String.prototype.charAt() currently always reifies JSString. This is wasteful if the JSString is a substring. It also uses jsSingleCharacterSubstring() which is a counter-productive optimization, so let's remove that.
Created attachment 253651 [details] Patch
Comment on attachment 253651 [details] Patch Clearing flags on attachment: 253651 Committed r184865: <http://trac.webkit.org/changeset/184865>
All reviewed patches have been landed. Closing bug.
Comment on attachment 253651 [details] Patch View in context: https://bugs.webkit.org/attachment.cgi?id=253651&action=review > Source/JavaScriptCore/runtime/StringPrototype.cpp:788 > + StringView string = thisValue.toString(exec)->view(exec); This code is wrong. It takes a temporary reference to a string's backing store, but nothing prevents that backing store from being deleted or garbage collected. This code is only possible because JSString::SafeView will automatically convert to StringView, due to its operator StringView(). It is very weird that the safe type automatically converts to the unsafe type. That makes the safe type unsafe too.
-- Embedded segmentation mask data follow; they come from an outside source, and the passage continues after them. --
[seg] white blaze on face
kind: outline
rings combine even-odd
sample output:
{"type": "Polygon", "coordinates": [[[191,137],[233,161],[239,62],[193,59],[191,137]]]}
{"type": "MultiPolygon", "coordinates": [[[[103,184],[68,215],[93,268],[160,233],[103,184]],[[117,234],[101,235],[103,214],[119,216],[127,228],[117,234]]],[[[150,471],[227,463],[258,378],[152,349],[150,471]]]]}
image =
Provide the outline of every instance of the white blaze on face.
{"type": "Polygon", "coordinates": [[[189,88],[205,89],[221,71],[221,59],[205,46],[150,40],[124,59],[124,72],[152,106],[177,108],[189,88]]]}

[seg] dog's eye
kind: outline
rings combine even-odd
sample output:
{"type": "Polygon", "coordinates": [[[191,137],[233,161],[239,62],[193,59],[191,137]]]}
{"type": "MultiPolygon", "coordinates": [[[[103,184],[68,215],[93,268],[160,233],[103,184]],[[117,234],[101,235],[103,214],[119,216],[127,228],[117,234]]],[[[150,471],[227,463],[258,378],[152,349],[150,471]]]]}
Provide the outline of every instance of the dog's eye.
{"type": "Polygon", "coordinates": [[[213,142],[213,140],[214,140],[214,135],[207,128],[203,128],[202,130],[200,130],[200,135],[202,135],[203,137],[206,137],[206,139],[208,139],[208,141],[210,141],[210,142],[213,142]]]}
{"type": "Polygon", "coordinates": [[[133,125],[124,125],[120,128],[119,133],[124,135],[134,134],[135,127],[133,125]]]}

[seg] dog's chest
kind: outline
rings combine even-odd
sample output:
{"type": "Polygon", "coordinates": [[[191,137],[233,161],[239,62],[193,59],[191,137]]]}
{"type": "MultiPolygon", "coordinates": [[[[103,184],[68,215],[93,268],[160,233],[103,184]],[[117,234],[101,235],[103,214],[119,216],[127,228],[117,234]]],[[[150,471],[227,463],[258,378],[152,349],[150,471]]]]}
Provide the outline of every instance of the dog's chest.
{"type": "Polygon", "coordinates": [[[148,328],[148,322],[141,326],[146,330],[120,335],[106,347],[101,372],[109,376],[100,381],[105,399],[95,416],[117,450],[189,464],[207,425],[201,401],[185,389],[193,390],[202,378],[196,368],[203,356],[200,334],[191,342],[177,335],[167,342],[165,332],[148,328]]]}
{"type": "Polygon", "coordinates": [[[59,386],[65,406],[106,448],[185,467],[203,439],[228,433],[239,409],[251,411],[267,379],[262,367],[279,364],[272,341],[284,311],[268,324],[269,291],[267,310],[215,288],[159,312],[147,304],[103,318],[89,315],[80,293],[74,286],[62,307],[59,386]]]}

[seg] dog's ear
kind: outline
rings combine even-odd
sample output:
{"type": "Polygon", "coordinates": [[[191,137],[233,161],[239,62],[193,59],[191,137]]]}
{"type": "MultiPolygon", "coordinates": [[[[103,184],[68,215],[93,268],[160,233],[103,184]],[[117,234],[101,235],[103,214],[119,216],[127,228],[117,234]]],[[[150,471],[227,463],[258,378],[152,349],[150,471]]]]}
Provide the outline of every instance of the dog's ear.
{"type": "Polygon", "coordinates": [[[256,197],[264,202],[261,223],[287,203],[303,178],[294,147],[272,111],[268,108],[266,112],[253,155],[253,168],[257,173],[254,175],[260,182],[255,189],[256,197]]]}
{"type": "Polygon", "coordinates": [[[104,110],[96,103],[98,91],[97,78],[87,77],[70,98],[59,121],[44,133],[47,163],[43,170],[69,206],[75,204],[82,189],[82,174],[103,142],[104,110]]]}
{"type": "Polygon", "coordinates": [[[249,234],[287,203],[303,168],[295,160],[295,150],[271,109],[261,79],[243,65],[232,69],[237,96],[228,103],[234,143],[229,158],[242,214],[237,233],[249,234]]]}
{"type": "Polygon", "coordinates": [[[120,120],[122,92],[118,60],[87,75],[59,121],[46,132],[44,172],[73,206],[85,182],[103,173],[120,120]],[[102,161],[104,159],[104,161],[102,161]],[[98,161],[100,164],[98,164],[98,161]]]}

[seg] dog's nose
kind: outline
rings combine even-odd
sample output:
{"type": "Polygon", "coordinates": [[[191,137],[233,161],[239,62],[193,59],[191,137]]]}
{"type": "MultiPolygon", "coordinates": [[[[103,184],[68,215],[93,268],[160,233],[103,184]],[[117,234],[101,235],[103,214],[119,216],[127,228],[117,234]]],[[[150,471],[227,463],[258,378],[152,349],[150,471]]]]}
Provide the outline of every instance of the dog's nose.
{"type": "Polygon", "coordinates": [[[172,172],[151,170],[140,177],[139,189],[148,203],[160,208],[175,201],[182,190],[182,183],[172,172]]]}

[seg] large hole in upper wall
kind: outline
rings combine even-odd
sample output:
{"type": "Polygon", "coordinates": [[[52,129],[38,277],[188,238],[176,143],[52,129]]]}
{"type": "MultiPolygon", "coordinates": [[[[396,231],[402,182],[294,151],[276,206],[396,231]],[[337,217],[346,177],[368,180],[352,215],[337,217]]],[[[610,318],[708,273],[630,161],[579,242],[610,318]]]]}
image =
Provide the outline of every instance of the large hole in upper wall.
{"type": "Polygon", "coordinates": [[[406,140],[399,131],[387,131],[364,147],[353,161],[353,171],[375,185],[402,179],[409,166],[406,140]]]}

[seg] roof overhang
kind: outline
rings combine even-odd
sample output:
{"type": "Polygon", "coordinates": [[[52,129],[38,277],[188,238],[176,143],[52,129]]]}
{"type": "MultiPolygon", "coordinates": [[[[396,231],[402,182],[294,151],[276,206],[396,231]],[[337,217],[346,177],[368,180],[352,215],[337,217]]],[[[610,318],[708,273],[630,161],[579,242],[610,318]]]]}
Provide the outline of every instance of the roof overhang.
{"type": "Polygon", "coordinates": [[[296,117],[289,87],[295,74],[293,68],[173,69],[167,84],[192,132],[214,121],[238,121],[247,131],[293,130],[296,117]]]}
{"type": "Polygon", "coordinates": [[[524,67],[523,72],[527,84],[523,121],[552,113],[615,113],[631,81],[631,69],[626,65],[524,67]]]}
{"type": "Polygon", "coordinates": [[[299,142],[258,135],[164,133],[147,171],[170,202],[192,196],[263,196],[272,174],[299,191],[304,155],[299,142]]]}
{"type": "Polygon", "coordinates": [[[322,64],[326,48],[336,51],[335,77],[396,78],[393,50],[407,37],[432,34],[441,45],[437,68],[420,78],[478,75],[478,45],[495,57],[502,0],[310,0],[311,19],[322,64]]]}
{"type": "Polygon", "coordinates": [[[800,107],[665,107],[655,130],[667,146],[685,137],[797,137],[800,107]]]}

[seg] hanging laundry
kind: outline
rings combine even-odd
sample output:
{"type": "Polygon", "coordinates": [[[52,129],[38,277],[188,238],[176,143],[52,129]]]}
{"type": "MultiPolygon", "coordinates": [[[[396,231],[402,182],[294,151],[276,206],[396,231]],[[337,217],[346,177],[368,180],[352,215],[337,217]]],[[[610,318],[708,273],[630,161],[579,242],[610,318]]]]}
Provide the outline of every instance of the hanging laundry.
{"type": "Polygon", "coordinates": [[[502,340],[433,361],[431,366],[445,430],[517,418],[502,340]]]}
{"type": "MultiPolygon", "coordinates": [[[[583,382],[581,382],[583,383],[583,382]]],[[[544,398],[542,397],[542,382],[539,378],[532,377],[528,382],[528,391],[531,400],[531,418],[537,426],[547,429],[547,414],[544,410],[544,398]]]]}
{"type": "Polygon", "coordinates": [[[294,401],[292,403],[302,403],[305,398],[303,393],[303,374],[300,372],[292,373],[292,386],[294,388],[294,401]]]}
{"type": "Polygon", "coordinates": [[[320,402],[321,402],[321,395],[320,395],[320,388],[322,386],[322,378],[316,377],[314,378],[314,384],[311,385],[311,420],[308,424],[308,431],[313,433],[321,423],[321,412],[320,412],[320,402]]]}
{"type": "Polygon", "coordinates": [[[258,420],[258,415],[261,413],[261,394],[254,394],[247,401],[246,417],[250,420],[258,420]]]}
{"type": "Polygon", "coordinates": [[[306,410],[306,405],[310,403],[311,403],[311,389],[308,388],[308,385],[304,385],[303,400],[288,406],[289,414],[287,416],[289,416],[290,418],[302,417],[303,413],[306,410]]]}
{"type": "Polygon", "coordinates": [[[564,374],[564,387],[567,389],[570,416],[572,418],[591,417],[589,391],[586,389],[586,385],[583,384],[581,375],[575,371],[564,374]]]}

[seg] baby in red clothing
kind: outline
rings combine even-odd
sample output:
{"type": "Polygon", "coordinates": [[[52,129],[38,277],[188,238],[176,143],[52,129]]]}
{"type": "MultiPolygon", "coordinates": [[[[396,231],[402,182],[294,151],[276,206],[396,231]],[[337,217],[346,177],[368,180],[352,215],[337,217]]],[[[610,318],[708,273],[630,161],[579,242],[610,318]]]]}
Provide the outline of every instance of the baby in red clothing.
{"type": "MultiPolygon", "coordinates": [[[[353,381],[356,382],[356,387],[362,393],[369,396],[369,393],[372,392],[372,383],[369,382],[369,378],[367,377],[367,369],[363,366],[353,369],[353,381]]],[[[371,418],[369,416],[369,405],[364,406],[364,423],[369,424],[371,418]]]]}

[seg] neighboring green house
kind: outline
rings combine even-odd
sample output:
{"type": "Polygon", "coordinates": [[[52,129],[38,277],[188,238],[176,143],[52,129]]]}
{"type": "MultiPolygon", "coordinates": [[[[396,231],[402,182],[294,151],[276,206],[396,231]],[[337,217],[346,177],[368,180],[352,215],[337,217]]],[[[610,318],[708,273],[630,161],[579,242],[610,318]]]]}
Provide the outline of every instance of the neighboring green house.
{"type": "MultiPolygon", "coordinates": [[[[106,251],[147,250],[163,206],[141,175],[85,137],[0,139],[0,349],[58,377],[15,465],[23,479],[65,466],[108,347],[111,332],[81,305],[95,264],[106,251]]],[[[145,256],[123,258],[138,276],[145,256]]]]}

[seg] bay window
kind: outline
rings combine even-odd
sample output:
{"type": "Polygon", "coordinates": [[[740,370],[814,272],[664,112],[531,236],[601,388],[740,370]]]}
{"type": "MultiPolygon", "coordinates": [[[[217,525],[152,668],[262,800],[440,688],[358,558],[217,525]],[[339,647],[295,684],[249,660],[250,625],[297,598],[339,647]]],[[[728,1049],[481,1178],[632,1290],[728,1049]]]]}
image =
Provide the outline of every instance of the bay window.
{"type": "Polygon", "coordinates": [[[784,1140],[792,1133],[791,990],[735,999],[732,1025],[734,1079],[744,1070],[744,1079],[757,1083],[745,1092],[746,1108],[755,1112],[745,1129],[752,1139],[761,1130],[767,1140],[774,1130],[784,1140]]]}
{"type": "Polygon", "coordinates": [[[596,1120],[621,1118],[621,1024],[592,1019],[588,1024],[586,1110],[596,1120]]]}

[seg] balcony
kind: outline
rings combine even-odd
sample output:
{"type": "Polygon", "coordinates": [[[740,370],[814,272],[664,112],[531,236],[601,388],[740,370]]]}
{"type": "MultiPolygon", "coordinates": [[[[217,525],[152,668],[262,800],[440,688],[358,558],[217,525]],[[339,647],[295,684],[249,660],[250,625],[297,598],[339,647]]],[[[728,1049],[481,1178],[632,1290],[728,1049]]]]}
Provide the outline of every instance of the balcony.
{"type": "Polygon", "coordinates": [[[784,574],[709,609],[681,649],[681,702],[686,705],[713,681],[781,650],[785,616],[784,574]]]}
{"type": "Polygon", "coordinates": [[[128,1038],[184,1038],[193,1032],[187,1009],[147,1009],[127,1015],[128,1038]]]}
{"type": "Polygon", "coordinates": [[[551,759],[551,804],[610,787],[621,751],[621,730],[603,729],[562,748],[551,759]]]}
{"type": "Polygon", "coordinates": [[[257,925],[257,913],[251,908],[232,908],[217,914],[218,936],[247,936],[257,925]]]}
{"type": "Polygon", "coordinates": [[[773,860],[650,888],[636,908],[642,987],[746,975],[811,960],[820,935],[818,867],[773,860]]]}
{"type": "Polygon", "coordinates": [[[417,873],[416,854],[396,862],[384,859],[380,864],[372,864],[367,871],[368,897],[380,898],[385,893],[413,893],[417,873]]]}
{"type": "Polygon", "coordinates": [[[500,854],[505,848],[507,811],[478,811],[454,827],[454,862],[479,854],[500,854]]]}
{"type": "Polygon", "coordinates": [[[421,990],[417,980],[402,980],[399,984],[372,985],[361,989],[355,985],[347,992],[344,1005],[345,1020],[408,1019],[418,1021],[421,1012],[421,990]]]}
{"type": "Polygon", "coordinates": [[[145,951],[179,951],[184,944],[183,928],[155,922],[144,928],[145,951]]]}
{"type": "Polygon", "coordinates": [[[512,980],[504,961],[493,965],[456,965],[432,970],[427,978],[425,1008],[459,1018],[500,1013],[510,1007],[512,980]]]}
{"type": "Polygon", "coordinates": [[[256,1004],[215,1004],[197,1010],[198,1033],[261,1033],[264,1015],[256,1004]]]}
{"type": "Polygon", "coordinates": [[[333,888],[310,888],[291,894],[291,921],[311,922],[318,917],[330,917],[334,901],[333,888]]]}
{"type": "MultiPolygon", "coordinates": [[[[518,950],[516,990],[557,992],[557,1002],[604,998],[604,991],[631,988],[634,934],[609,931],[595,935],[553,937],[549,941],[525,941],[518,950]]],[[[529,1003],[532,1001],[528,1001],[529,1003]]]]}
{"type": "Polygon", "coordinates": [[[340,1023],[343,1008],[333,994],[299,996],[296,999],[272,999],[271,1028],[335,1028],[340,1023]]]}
Comment on attachment 253651 [details] Patch View in context: https://bugs.webkit.org/attachment.cgi?id=253651&action=review >> Source/JavaScriptCore/runtime/StringPrototype.cpp:788 >> + StringView string = thisValue.toString(exec)->view(exec); > > This code is wrong. It takes a temporary reference to a string's backing store, but nothing prevents that backing store from being deleted or garbage collected. > > This code is only possible because JSString::SafeView will automatically convert to StringView, due to its operator StringView(). It is very weird that the safe type automatically converts to the unsafe type. That makes the safe type unsafe too. I spotted the same mistake in another patch recently.
crab That operator StringView() is kind of a footgun eh.
Oh, all we need to do is to make the return type be SafeView instead of StringView.
(In reply to comment #4) > It is very weird > that the safe type automatically converts to the unsafe type. That makes the > safe type unsafe too. The job of SafeView is to make code like this OK: function(value->view(exec)); It doesn’t make code with local variables safe. Perhaps we can find an even better solution.
(In reply to comment #7) > Oh, all we need to do is to make the return type be SafeView instead of > StringView. local variable type, not return type Never occurred to me to actually use SafeView as a local variable.